Es macht wirklich Spaß, sich mit Fettes Brot zu unterhalten. Von den vielen kleinen Witzen und Schlagfertigkeiten am Rande, die man von den dreien sowohl auf der Bühne als auch in Interviews gewöhnt ist mal abgesehen – es ist einfach eine Freude, mit wie viel Geduld und Spaß Dokter Renz, König Boris und Björn Beton nach 18 Jahren immer noch über ihr Schaffen sprechen. Wie viele Interviews, wie viele Fragen in diesen Jahren zusammen gekommen sein müssen, kann man sich schwer vorstellen. „Wir wurden schon richtig viele Sachen gefragt, auch absurde und solche, auf die wir nicht antworten wollten“, sagt König Boris. Aber gibt es auch etwas, das Fettes Brot noch nie gefragt wurden? Etwas, das vielleicht so nahe liegend ist, dass sie sich wünschen, man würde ihnen diese Frage doch endlich einmal stellen? Zum ersten Mal herrscht Schweigen und kollektives Achselzucken. „Was für einen Mikrofon-Vorverstärker benutzt ihr eigentlich“, wirft Björn Beton schließlich ins Rund. „Über solche Fragen würde ich mich freuen.“ „Da musst du dich mal mit der Zeitschrift ‚Keyboard‘ unterhalten“, rät Dokter Renz ihm mit der für ihn typischen Mischung aus Schalkhaftigkeit und Ernst, und fügt abschließend hinzu: „Ansonsten fühlen wir uns nett ausgefragt und nicht über Gebühr strapaziert.“ Da freuen wir uns aber!

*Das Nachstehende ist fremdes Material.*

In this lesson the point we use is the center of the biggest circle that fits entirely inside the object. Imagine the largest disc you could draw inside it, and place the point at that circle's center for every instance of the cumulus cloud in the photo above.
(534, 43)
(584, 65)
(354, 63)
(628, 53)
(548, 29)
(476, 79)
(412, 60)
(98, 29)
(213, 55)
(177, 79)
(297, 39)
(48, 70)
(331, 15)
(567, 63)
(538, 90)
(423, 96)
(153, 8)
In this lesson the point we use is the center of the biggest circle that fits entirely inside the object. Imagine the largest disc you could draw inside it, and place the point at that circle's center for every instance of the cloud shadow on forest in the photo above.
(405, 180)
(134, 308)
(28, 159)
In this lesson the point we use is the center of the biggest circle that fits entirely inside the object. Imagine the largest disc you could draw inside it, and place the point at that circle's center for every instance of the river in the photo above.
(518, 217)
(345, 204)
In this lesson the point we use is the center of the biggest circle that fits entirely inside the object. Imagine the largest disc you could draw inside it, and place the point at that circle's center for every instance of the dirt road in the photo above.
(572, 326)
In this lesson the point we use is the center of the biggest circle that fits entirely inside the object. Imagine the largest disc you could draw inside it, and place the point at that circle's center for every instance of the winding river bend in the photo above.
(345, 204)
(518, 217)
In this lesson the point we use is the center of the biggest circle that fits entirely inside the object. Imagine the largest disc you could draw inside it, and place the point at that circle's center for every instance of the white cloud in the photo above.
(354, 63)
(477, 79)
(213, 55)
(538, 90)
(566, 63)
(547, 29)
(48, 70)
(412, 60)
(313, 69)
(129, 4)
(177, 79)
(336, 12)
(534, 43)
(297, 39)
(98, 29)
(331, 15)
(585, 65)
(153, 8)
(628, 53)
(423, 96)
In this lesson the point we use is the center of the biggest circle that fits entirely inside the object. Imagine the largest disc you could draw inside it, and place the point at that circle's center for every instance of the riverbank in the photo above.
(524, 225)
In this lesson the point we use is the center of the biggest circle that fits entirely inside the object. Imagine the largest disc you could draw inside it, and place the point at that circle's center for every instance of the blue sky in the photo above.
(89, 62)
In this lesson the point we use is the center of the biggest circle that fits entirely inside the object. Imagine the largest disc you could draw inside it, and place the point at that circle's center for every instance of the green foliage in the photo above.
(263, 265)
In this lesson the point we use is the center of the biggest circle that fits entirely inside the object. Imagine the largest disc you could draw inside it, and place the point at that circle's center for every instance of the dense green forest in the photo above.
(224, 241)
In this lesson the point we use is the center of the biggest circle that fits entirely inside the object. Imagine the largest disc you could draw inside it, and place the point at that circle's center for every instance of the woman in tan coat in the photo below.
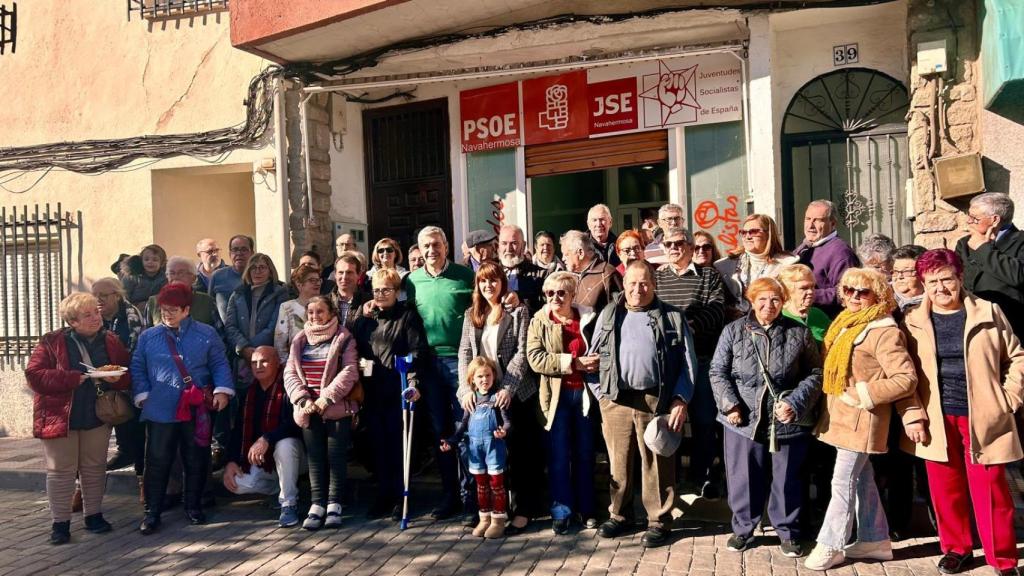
(866, 368)
(556, 351)
(963, 424)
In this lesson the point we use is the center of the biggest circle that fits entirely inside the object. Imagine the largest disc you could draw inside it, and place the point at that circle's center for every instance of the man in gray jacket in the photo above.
(646, 370)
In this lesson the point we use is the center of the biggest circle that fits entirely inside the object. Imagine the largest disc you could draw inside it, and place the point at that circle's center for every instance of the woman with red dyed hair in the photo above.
(961, 419)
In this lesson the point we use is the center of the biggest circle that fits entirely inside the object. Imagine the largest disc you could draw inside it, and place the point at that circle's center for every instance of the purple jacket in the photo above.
(828, 262)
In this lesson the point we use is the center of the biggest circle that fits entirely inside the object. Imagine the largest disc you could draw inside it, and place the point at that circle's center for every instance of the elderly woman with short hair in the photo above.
(556, 348)
(64, 414)
(799, 282)
(963, 424)
(766, 377)
(866, 369)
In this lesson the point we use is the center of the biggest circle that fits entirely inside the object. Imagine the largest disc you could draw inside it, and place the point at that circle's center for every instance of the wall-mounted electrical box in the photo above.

„Virale Verunsicherung der Bevölkerung“
Im Oktober kursieren plötzlich seltsame Videos im Netz, die Fettes Brot bei einer Reihe mysteriöser Aktionen zeigen, wie dem Erklimmen eines Müllberges oder dem Stapeln von Autoreifen. Was es mit diesen Videos auf sich hat, wollen sie uns zum damaligen Zeitpunkt nicht verraten. „Nur ein bisschen virale Verunsicherung der Bevölkerung“, formuliert Dokter Renz es geheimnisvoll, während Björn Beton es auf seine Art auf den Punkt bringt: „Einfach nur Unsinn kann man es auch nennen.“ Ganz so einfach ist es dann aber doch nicht. Als Ende Oktober das Video zu „Amsterdam“, der vierten Single des Jahres, erscheint, ergeben auch die albernen Clips plötzlich einen Sinn.
„Amsterdam“ erschien erstmals 2008 als B-Seite der Single „Ich lass dich nicht los“ und entpuppte sich auf Konzerten als wahrer Publikumsliebling. Und obwohl das Jahr bis zu diesem Zeitpunkt an Irrsinn kaum mehr zu überbieten scheint (und immer noch ein zweite Tournee ansteht), hecken Fettes Brot etwas ganz Besonderes aus, um mit ihren Fans die Veröffentlichung der Single zu feiern. Sie fahren gemeinsam mit 500 von ihnen nach Amsterdam, absolvieren auf dem Weg dorthin an einer Raststätte einen Kurzauftritt und geben Abends mit voller Bandbesetzung ein exklusives Clubkonzert. Für diejenigen, die das Glück hatten, bei einer der Gewinnaktionen eins der begehrten Tickets zu ergattern, wird der Trip nach Amsterdam zum Höhepunkt des Jahres. Da kann man sich schon insgeheim die Frage stellen: Was soll danach noch kommen? Hätten wir das mal nicht zu laut gesagt.
„Wir können nichts anderes und wir können nicht anders“
Am 19. November dann die große Überraschung. Fettes Brot veröffentlichen eine Pressmitteilung, in der sie bekannt geben, dass sie ab dem Jahr 2011 eine Schaffenspause auf unbestimmte Zeit einlegen. Nach dem Jahr der Brote nun die große Pause? Darüber wollen wir gar nicht nachdenken. Aber wer einen Rückblick auf 2010 wirft, dem dürfte einleuchten, dass Fettes Brot sich eine Auszeit verdient haben. Und so zeigen sich die meisten treuen Fans in ihren Kommentaren auf der Internetseite der Band verständnisvoll und freuen sich erst einmal auf die zweite Tour in diesem Jahr. Was danach kommt ist ungewiss. Sollte es eventuell sogar ein Abschied für immer sein? Es gibt Hoffnung, dass dem nicht so ist. Denn wie sagte Dokter Renz so schön im Gespräch mit uns? „Wir können nichts anderes und wir können nicht anders.“
Bleibt nur noch danke zu sagen für 18 Fette Jahre. Dafür, dass wir damals auf unseren Abi-Parties zu „Nordisch By Nature“ getanzt haben und heute selbst unsere Kinder wissen, dass man die Finger besser von Emanuela lässt. Zum Glück sind wir nicht allzu nah am Wasser gebaut. Macht es gut, Jungs!